La gracia verbal, y la fuerza inventiva de Sancho Panza, no es inferior a la de don Quijote. Y no por el hecho, tantas veces señalado, de que sea un depósito de sabiduría popular (la sarta de refranes que cita a trochemoche), sino porque a él se debe, por ejemplo, nada menos que el apelativo más famoso por el que se conoce al ingenioso hidalgo. Es Sancho quien lo bautiza, en el capítulo XIX de la primera parte, "el Caballero de la Triste Figura". Y es también a Sancho a quien se le ocurren por lo menos dos novelas más que Cervantes pudo haber emprendido, siguiéndole las huellas a don Quijote.

La primera que Sancho propone consiste en que dejen esa bobada de la caballería y más bien se dediquen a fingirse santos, pues es mucho más fácil y da mucha más fama la santidad que el oficio de caballeros andantes. Así lo dice el escudero: "Quiero decir que nos demos a ser santos y alcanzaremos más brevemente la buena fama que pretendemos. Y advierta, señor, que ayer o antes de ayer canonizaron o beatificaron dos frailecitos descalzos, cuyas cadenas de hierro con que ceñían y atormentaban sus cuerpos se tienen ahora en gran ventura el besarlas y tocarlas, y están en más veneración que está la espada de Roldán.
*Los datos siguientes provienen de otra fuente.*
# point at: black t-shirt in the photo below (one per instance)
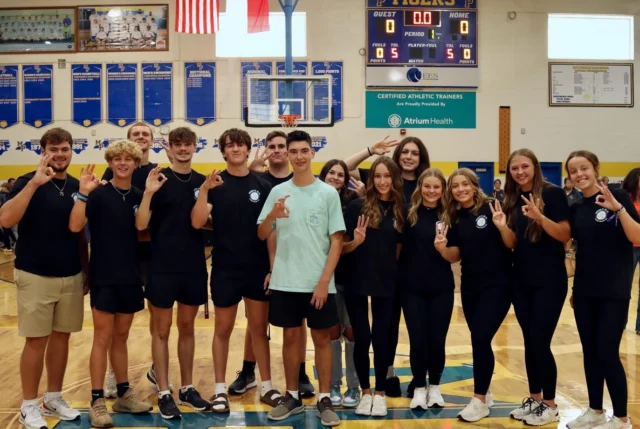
(46, 246)
(374, 265)
(486, 261)
(604, 255)
(408, 186)
(139, 178)
(236, 207)
(422, 267)
(114, 237)
(541, 263)
(273, 180)
(342, 273)
(176, 247)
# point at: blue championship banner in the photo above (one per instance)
(298, 98)
(86, 94)
(200, 92)
(8, 96)
(320, 107)
(37, 90)
(157, 93)
(261, 92)
(122, 97)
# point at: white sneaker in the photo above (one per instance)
(111, 388)
(615, 423)
(419, 399)
(474, 411)
(434, 398)
(58, 408)
(364, 407)
(379, 408)
(589, 419)
(543, 415)
(529, 405)
(489, 400)
(31, 418)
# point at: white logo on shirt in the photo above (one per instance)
(254, 196)
(481, 222)
(601, 215)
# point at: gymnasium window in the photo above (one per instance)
(233, 41)
(590, 37)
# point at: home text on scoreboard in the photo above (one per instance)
(430, 34)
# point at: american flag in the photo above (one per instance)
(197, 16)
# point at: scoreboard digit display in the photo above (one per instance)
(422, 43)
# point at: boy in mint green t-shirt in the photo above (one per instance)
(306, 216)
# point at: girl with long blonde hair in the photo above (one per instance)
(477, 233)
(427, 297)
(372, 244)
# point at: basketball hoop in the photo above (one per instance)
(289, 121)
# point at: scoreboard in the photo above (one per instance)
(422, 43)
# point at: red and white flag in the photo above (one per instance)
(258, 16)
(198, 16)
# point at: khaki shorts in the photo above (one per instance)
(48, 304)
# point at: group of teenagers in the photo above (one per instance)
(318, 252)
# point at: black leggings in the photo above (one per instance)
(394, 330)
(364, 335)
(538, 311)
(601, 323)
(428, 318)
(484, 310)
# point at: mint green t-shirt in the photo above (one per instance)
(304, 237)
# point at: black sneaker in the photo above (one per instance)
(243, 383)
(305, 387)
(326, 413)
(287, 407)
(168, 408)
(193, 399)
(392, 387)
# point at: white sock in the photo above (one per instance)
(29, 402)
(266, 386)
(50, 396)
(294, 394)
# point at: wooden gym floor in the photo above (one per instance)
(509, 383)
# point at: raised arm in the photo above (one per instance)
(201, 209)
(155, 180)
(379, 148)
(12, 211)
(88, 183)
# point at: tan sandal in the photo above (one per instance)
(217, 400)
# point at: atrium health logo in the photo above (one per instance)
(395, 120)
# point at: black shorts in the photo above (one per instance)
(289, 309)
(165, 289)
(117, 299)
(228, 289)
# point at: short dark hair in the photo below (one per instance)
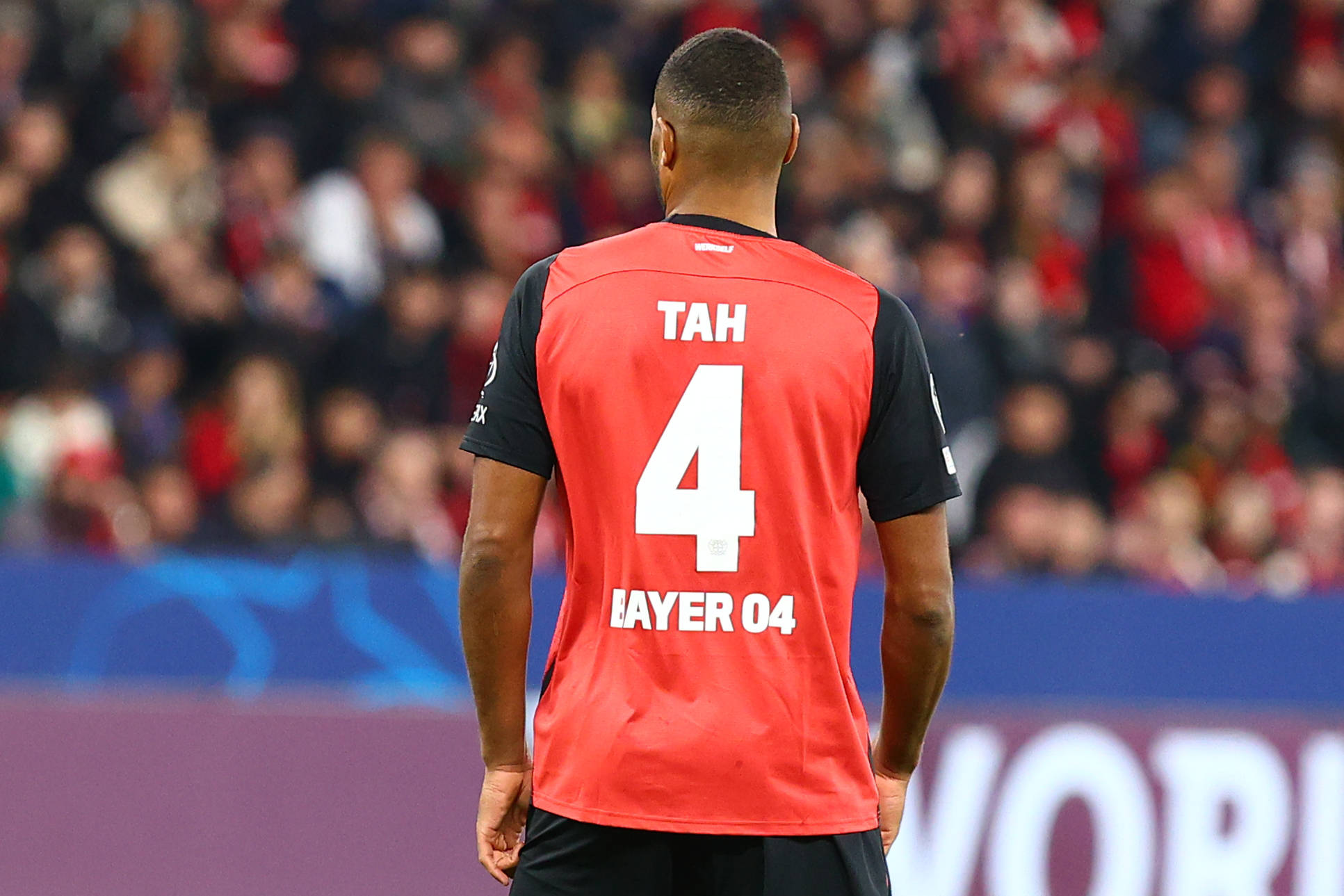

Así que, señor mío, más vale ser humilde frailecito, de cualquier orden que sea, que valiente y andante caballero".

El otro invento ocurre ya al final del libro, cuando don Quijote se está muriendo, y Sancho, en una idea que a pesar de ser cómica consigue también un efecto conmovedor, le sugiere a su amo otra salida al campo, a cambio de la muerte: "No se muera vuestra merced, señor mío, sino tome mi consejo y viva muchos años, porque la mayor locura que puede hacer un hombre en esta vida es dejarse morir sin más ni más, sin que nadie le mate ni otras manos le acaben que las de la melancolía. Mire no sea perezoso, sino levántese de esa cama, y vámonos al campo vestidos de pastores, como tenemos concertado".

Sancho y don Quijote son tan imprescindibles el uno para el otro como el violín y el arco, como el aire y la voz, como los peces y el agua. El cura, al empezar la segunda parte, lo percibió claramente: "Las locuras del señor sin las necedades del criado no valen un ardite."